Whether justice would be served by such questioning turns in large part on how marijuana use is viewed. The chronic abuse of marijuana "renders smart people average and average people stupid," the appellate court majority wrote.  

"If it is against the law to drive a vehicle under the influence of marijuana," the majority said, "surely it must be at least equally offensive to allow a judge in a similar condition to preside over a capital trial."

 Judge Kozinski wrote that Mr. Summerlin should have offered specific evidence of on-the-job intoxication before the court ordered a hearing. He gave several examples of possible proof. One was a statement by a courtroom observer that the judge fell asleep in court.

 Mr. Rossi, whose appeal is pending before the same court, said he had offered such proof. Judge Marquardt had not presided over Mr. Rossi's trial, but it fell to the judge to resentence him in 1988 after the Arizona Supreme Court reversed a previous death sentence. The hearing started at 11:30 a.m., paused at noon for a two-hour break and ended at 4:40.

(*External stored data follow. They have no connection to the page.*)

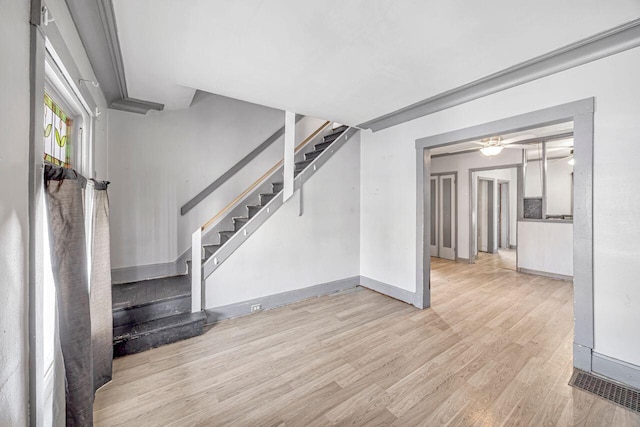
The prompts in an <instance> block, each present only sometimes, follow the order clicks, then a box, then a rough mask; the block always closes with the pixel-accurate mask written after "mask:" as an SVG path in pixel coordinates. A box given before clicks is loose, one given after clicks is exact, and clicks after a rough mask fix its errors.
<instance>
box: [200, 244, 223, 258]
mask: <svg viewBox="0 0 640 427" xmlns="http://www.w3.org/2000/svg"><path fill="white" fill-rule="evenodd" d="M202 247H203V248H204V258H205V259H208V258H209V257H210V256H211V255H213V254H215V253H216V252H217V251H218V249H220V248H221V247H222V246H221V245H202Z"/></svg>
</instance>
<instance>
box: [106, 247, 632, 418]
mask: <svg viewBox="0 0 640 427" xmlns="http://www.w3.org/2000/svg"><path fill="white" fill-rule="evenodd" d="M514 262H515V258H514V256H513V252H512V251H505V252H501V253H499V254H493V255H491V254H482V253H481V254H480V257H479V259H478V260H477V263H476V264H473V265H469V264H462V263H456V262H451V261H446V260H442V259H438V258H434V259H432V264H431V266H432V273H431V274H432V276H431V277H432V308H430V309H427V310H417V309H416V308H414V307H412V306H410V305H408V304H405V303H402V302H400V301H397V300H394V299H392V298H388V297H385V296H384V295H381V294H378V293H376V292H373V291H369V290H367V289H363V288H357V289H356V290H352V291H348V292H345V293H341V294H335V295H329V296H325V297H321V298H313V299H310V300H306V301H302V302H300V303H297V304H292V305H290V306H287V307H281V308H278V309H274V310H270V311H266V312H262V313H258V314H255V315H252V316H248V317H243V318H238V319H233V320H227V321H223V322H220V323H219V324H216V325H215V326H213V327H212V328H211V329H210V330H209V331H208V332H207V333H206V334H204V335H202V336H199V337H196V338H192V339H189V340H186V341H183V342H179V343H175V344H170V345H167V346H164V347H161V348H158V349H153V350H150V351H146V352H144V353H140V354H135V355H131V356H126V357H124V358H121V359H116V360H115V361H114V379H113V381H112V382H111V383H109V384H107V385H105V386H104V387H103V388H102V389H100V390H99V391H98V393H97V395H96V401H95V405H94V421H95V425H96V426H131V425H136V426H160V425H162V426H195V425H202V426H215V425H229V426H232V425H233V426H278V425H286V426H314V425H318V426H320V425H321V426H325V425H380V426H392V425H393V426H434V425H451V426H459V425H473V426H476V425H477V426H499V425H508V426H525V425H534V426H538V425H593V426H600V425H613V426H640V415H638V414H635V413H632V412H630V411H628V410H626V409H624V408H621V407H618V406H616V405H614V404H612V403H610V402H607V401H605V400H602V399H599V398H597V397H594V396H593V395H590V394H588V393H585V392H583V391H581V390H578V389H575V388H572V387H570V386H568V385H567V384H568V381H569V378H570V376H571V373H572V360H571V357H572V353H571V352H572V339H573V305H572V304H573V288H572V284H571V283H568V282H563V281H557V280H553V279H549V278H544V277H540V276H532V275H527V274H520V273H517V272H515V271H514V266H515V264H514Z"/></svg>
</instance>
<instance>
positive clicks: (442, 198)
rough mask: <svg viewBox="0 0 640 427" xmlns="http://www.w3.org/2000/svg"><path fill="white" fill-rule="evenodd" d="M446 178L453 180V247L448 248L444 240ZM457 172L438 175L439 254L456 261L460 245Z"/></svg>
mask: <svg viewBox="0 0 640 427" xmlns="http://www.w3.org/2000/svg"><path fill="white" fill-rule="evenodd" d="M446 180H451V192H450V194H451V206H450V210H451V212H450V216H451V219H450V224H449V226H450V229H451V247H449V248H447V247H445V246H444V241H445V233H444V230H445V223H444V219H445V212H444V205H445V204H444V190H443V186H444V181H446ZM456 183H457V180H456V174H448V175H444V174H443V175H440V176H439V177H438V193H439V195H438V200H439V206H438V211H439V212H438V215H439V219H440V220H439V221H438V256H439V257H440V258H445V259H448V260H451V261H455V260H456V248H457V247H458V245H457V242H456V240H457V238H458V233H457V230H456V216H457V209H456V207H457V203H456V200H457V194H458V192H457V191H456V190H457V188H456Z"/></svg>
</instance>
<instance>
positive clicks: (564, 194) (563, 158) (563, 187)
mask: <svg viewBox="0 0 640 427" xmlns="http://www.w3.org/2000/svg"><path fill="white" fill-rule="evenodd" d="M572 197H573V139H567V140H561V141H552V142H548V143H547V212H546V214H547V216H548V217H549V216H551V217H552V218H553V217H556V218H557V217H564V216H567V215H572V214H573V208H572Z"/></svg>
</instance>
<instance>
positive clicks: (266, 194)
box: [260, 194, 276, 206]
mask: <svg viewBox="0 0 640 427" xmlns="http://www.w3.org/2000/svg"><path fill="white" fill-rule="evenodd" d="M275 196H276V195H275V194H261V195H260V204H261V205H262V206H264V205H266V204H267V203H269V202H270V201H271V199H273V198H274V197H275Z"/></svg>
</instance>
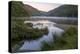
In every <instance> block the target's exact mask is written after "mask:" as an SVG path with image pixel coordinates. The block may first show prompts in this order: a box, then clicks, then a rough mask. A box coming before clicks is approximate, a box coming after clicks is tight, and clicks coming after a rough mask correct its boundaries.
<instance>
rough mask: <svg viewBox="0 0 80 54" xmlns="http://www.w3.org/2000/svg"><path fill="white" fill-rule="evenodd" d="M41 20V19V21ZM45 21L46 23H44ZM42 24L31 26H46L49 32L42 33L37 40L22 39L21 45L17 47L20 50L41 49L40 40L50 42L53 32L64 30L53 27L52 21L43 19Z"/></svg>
mask: <svg viewBox="0 0 80 54" xmlns="http://www.w3.org/2000/svg"><path fill="white" fill-rule="evenodd" d="M41 22H42V21H41ZM44 22H46V23H44ZM44 22H43V23H42V24H43V25H42V26H40V25H35V26H33V28H40V29H41V28H44V27H47V28H48V30H49V33H48V34H47V35H43V36H42V37H41V38H39V39H37V40H32V41H27V40H26V41H24V44H23V45H22V47H21V48H20V49H19V50H20V51H29V50H41V48H42V46H43V44H42V42H44V41H45V42H47V43H49V44H50V42H52V41H54V39H53V34H55V33H56V34H57V35H60V34H61V33H62V32H64V30H62V29H60V28H58V27H55V26H54V24H55V23H54V22H50V21H44Z"/></svg>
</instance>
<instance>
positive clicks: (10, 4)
mask: <svg viewBox="0 0 80 54" xmlns="http://www.w3.org/2000/svg"><path fill="white" fill-rule="evenodd" d="M10 5H11V16H15V17H22V16H29V13H28V9H27V11H26V10H25V9H24V4H23V3H22V2H20V1H18V2H17V1H11V2H10Z"/></svg>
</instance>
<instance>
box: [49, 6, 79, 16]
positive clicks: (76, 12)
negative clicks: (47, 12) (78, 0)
mask: <svg viewBox="0 0 80 54" xmlns="http://www.w3.org/2000/svg"><path fill="white" fill-rule="evenodd" d="M77 15H78V6H77V5H62V6H60V7H58V8H56V9H54V10H51V11H49V12H48V16H59V17H62V16H64V17H78V16H77Z"/></svg>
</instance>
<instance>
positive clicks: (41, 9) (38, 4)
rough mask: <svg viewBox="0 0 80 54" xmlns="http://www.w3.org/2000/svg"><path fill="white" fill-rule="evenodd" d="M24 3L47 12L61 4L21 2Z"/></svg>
mask: <svg viewBox="0 0 80 54" xmlns="http://www.w3.org/2000/svg"><path fill="white" fill-rule="evenodd" d="M23 3H24V4H28V5H30V6H32V7H34V8H36V9H38V10H41V11H45V12H48V11H50V10H52V9H55V8H57V7H59V6H61V5H62V4H54V3H36V2H23Z"/></svg>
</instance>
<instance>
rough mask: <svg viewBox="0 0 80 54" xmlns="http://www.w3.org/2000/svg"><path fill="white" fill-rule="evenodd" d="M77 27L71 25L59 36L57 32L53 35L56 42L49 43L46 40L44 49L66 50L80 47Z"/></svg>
mask: <svg viewBox="0 0 80 54" xmlns="http://www.w3.org/2000/svg"><path fill="white" fill-rule="evenodd" d="M77 32H78V31H77V28H74V27H71V28H69V29H68V30H66V31H65V32H64V33H63V34H62V36H60V37H58V36H56V34H55V35H54V36H53V37H54V38H55V39H54V42H53V43H51V45H49V44H48V43H46V42H44V46H43V47H42V51H45V50H66V49H77V48H78V34H77Z"/></svg>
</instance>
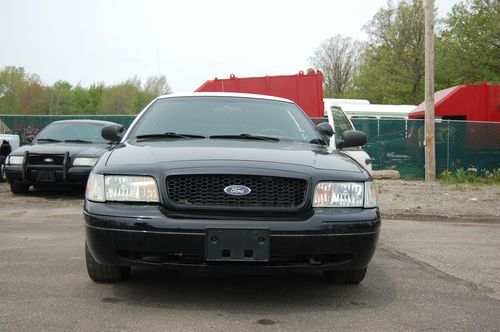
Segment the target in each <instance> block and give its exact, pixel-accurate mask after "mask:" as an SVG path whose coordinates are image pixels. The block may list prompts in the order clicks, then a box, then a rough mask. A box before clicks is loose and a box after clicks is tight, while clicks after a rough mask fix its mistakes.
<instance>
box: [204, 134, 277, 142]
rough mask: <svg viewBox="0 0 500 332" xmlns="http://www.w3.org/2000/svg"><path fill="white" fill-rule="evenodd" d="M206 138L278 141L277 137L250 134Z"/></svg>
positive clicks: (211, 136) (222, 135) (223, 135)
mask: <svg viewBox="0 0 500 332" xmlns="http://www.w3.org/2000/svg"><path fill="white" fill-rule="evenodd" d="M208 138H217V139H218V138H222V139H248V140H257V141H273V142H278V141H279V140H280V139H279V138H277V137H271V136H260V135H252V134H239V135H212V136H209V137H208Z"/></svg>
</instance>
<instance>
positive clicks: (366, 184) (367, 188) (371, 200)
mask: <svg viewBox="0 0 500 332" xmlns="http://www.w3.org/2000/svg"><path fill="white" fill-rule="evenodd" d="M377 206H378V202H377V189H376V188H375V183H374V182H373V181H370V182H365V208H373V207H377Z"/></svg>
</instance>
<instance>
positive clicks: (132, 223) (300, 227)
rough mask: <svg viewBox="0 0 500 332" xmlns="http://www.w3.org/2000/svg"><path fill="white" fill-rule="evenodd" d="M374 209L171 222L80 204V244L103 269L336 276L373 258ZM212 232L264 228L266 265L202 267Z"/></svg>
mask: <svg viewBox="0 0 500 332" xmlns="http://www.w3.org/2000/svg"><path fill="white" fill-rule="evenodd" d="M380 224H381V221H380V212H379V210H378V208H374V209H315V210H314V213H313V214H311V215H310V216H309V217H307V218H306V219H305V220H294V221H287V220H283V219H272V218H254V219H252V218H241V219H238V218H227V217H223V218H218V219H216V220H214V219H208V218H203V219H202V218H197V219H195V218H169V217H167V216H166V215H165V214H164V213H162V212H161V210H160V209H159V208H158V207H155V206H138V205H126V204H103V203H94V202H89V201H86V202H85V208H84V225H85V230H86V241H87V245H88V247H89V249H90V252H91V253H92V255H93V256H94V258H95V259H96V260H97V261H98V262H100V263H102V264H108V265H122V266H140V265H161V266H167V267H169V268H172V269H179V270H180V269H182V270H199V269H202V270H216V271H221V270H239V271H242V270H247V269H248V270H251V271H254V270H256V269H264V270H269V269H271V270H273V269H281V270H313V269H319V270H336V269H338V270H342V269H360V268H364V267H366V266H367V265H368V263H369V261H370V260H371V258H372V256H373V254H374V252H375V248H376V244H377V240H378V236H379V232H380ZM210 229H252V230H268V232H269V241H270V243H269V259H268V260H267V261H265V262H262V261H258V262H257V261H251V262H244V261H216V262H214V261H207V260H206V259H205V257H206V249H205V248H206V241H207V239H206V234H207V230H210Z"/></svg>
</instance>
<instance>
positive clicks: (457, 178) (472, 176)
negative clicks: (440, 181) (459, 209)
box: [439, 167, 500, 190]
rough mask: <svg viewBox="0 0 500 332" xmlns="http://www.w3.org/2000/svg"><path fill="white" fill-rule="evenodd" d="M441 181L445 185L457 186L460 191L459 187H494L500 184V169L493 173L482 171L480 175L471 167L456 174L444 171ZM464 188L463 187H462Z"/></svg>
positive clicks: (483, 170)
mask: <svg viewBox="0 0 500 332" xmlns="http://www.w3.org/2000/svg"><path fill="white" fill-rule="evenodd" d="M439 180H440V181H441V182H442V183H444V184H449V185H455V187H456V188H457V189H458V190H461V188H459V186H458V185H464V184H472V185H475V186H477V185H492V184H500V169H496V170H493V171H488V170H482V171H481V173H478V171H477V169H476V168H474V167H470V168H468V169H466V170H465V169H463V168H459V169H457V170H456V171H455V172H454V173H453V172H452V171H449V170H445V171H443V172H442V173H441V174H440V176H439ZM461 187H462V188H463V186H461Z"/></svg>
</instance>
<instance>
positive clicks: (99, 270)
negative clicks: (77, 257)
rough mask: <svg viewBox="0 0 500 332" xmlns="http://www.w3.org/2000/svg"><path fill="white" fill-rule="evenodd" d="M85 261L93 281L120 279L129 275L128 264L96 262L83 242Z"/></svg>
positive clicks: (96, 261)
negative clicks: (98, 262)
mask: <svg viewBox="0 0 500 332" xmlns="http://www.w3.org/2000/svg"><path fill="white" fill-rule="evenodd" d="M85 262H86V263H87V272H88V274H89V277H90V279H92V280H94V281H98V282H99V281H104V282H114V281H122V280H124V279H126V278H127V277H128V276H129V275H130V266H116V265H105V264H100V263H98V262H97V261H96V260H95V259H94V257H93V256H92V254H91V253H90V250H89V248H88V246H87V243H85Z"/></svg>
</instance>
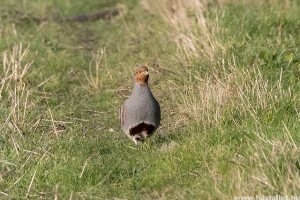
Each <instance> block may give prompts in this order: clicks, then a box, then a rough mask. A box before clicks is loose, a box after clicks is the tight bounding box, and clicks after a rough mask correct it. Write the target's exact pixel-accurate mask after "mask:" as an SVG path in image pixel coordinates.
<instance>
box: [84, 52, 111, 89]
mask: <svg viewBox="0 0 300 200" xmlns="http://www.w3.org/2000/svg"><path fill="white" fill-rule="evenodd" d="M84 75H85V80H84V81H83V82H82V86H83V88H85V89H87V90H88V91H94V92H95V91H99V90H100V89H101V88H102V87H103V82H104V81H105V80H106V79H108V78H109V79H112V75H111V73H110V71H109V69H108V67H107V62H106V53H105V49H100V50H99V51H97V53H96V54H94V55H93V57H92V60H91V62H90V64H89V71H88V72H86V71H85V72H84Z"/></svg>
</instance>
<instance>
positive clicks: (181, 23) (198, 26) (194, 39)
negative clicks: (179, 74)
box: [142, 0, 222, 63]
mask: <svg viewBox="0 0 300 200" xmlns="http://www.w3.org/2000/svg"><path fill="white" fill-rule="evenodd" d="M207 4H208V1H199V0H188V1H184V0H163V1H147V0H144V1H142V5H143V6H144V7H145V8H146V9H147V10H148V11H150V12H153V10H155V11H156V12H155V13H154V14H157V15H160V16H161V17H162V18H163V19H164V21H165V22H166V24H167V25H168V26H169V28H170V29H169V31H168V33H167V34H168V35H169V36H170V37H171V38H174V42H175V43H176V44H177V57H178V58H179V59H180V60H183V58H184V59H185V60H187V61H188V63H191V62H192V61H194V60H197V59H208V60H210V61H212V60H213V59H214V58H215V54H216V52H218V51H220V49H222V46H221V44H220V42H219V41H218V40H217V38H216V37H215V34H216V33H217V32H218V30H219V27H218V18H216V19H215V20H214V21H212V20H209V19H208V18H207V17H206V15H205V13H206V11H207V8H208V7H207Z"/></svg>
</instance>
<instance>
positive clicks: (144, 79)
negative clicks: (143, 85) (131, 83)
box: [134, 66, 149, 85]
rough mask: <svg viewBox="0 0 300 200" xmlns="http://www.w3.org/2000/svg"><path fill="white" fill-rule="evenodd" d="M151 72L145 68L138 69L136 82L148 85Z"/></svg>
mask: <svg viewBox="0 0 300 200" xmlns="http://www.w3.org/2000/svg"><path fill="white" fill-rule="evenodd" d="M148 79H149V72H148V68H147V67H145V66H141V67H138V68H137V69H136V71H135V74H134V80H135V82H136V83H138V84H141V85H144V84H148Z"/></svg>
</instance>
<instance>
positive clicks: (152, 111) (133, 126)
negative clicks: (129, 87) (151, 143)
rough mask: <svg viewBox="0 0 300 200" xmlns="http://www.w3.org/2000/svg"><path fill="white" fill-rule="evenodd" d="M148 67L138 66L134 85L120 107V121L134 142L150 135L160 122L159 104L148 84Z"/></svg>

 Mary Durand, an investigator who was a member of Mr. Rossi's defense team and was at the hearing, said Judge Marquardt slept through much of it. "This was not a two-minute nod-off after lunch," Ms. Durand said. "This was slumber." She estimated that the judge slept for 30 minutes at one point, woke up and fell asleep again. She took notes at the hearing. They concluded, "Pity Marquardt slept thru most of this!"

  Mr. Ellman, who represents the state in Mr. Rossi's appeal, has reviewed the transcript of the hearing. He said there was no support in it for Ms. Durand's assertion. "The judge appears to be very coherent and tracking the evidence accurately," Mr. Ellman said.

Mr. Rossi recalled his frustration. He said he and Ms. Durand cleared their throats loudly, banged pens on the table and tried to get the court clerk's attention, all to

no avail.

 Mr. Rossi said he deserved a hearing to examine whether marijuana played any role in his death sentence. 

In his dissent in the Summerlin case, Judge Kozinski questioned just what such a hearing might show.  

"Even if Judge Marquardt did think about Summerlin while under the influence of marijuana, it's not clear why this would taint his decision," he wrote. "Does having a fleeting thought on a subject while intoxicated then vitiate all of a judge's sober deliberations? Or is the test whether the judge actually made up his mind under the influence? How would one know?"